Töpken liefert unter Druck
Der 24-jährige Angreifer brachte die Zebras in der ersten Halbzeit in Führung und stellte dabei seinen Torinstinkt unter Beweis. Nettetal steckte jedoch nicht auf, glich aus und zwang die Partie in die Verlängerung. Als die Uhr herunterlief, war es erneut Töpken, der in der 109. Minute den Unterschied machte und den Deckel draufsetzte. Sein Einsatz unterstreicht seine wachsende Bedeutung für Duisburg in einer ohnehin schwierigen Saison.
Verletzungssorgen überlagern den Sieg
Die Freude über den Sieg wurde jedoch von Sorge um Töpkens Knie überschattet. Der Stürmer zog sich während der Partie eine Verletzung zu, biss auf die Zähne und spielte sichtlich gehandicapt weiter. Trotz seines entscheidenden Treffers machte sein kämpfender Auftritt Mitspielern und Fans gleichermaßen Sorgen. In den nächsten Tagen soll eine Untersuchung Aufschluss geben; erst danach steht fest, ob er in den kommenden Ligaspielen dabei sein kann.
Fokus richtet sich auf Wehen Wiesbaden
Nun rückt die 3. Liga in den Fokus: Nächste Woche geht es für Duisburg gegen den SV Wehen Wiesbaden. Die Partie ist richtungsweisend, weil die Zebras dringend Punkte brauchen, um sich in der Tabelle nach oben zu arbeiten und Ruhe in die Saison zu bringen. Fällt Töpken aus, muss Trainer Dietmar Hirsch seine Offensivpläne überdenken – bislang kommt kein anderer Angreifer an seine Torquote heran.

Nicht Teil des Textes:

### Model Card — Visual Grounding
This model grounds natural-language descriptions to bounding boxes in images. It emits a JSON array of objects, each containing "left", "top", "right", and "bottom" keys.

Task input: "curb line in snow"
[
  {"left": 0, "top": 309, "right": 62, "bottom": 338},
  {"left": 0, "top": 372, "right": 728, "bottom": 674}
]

Offene Fragen für die kommenden Wochen
Der knappe Sieg in Nettetal hat erneut gezeigt, wie sehr Duisburg von Töpken abhängig ist. Sein Einsatz und seine Tore sorgen zwar für Applaus, doch das fehlende Tempo und die schwankende Leistung des Teams sind alarmierend. Hirsch und seine Mannschaft müssen sich schnell sammeln, die Konzentration schärfen und konstanter auftreten, wenn sie in der Liga mit Selbstvertrauen bestehen wollen.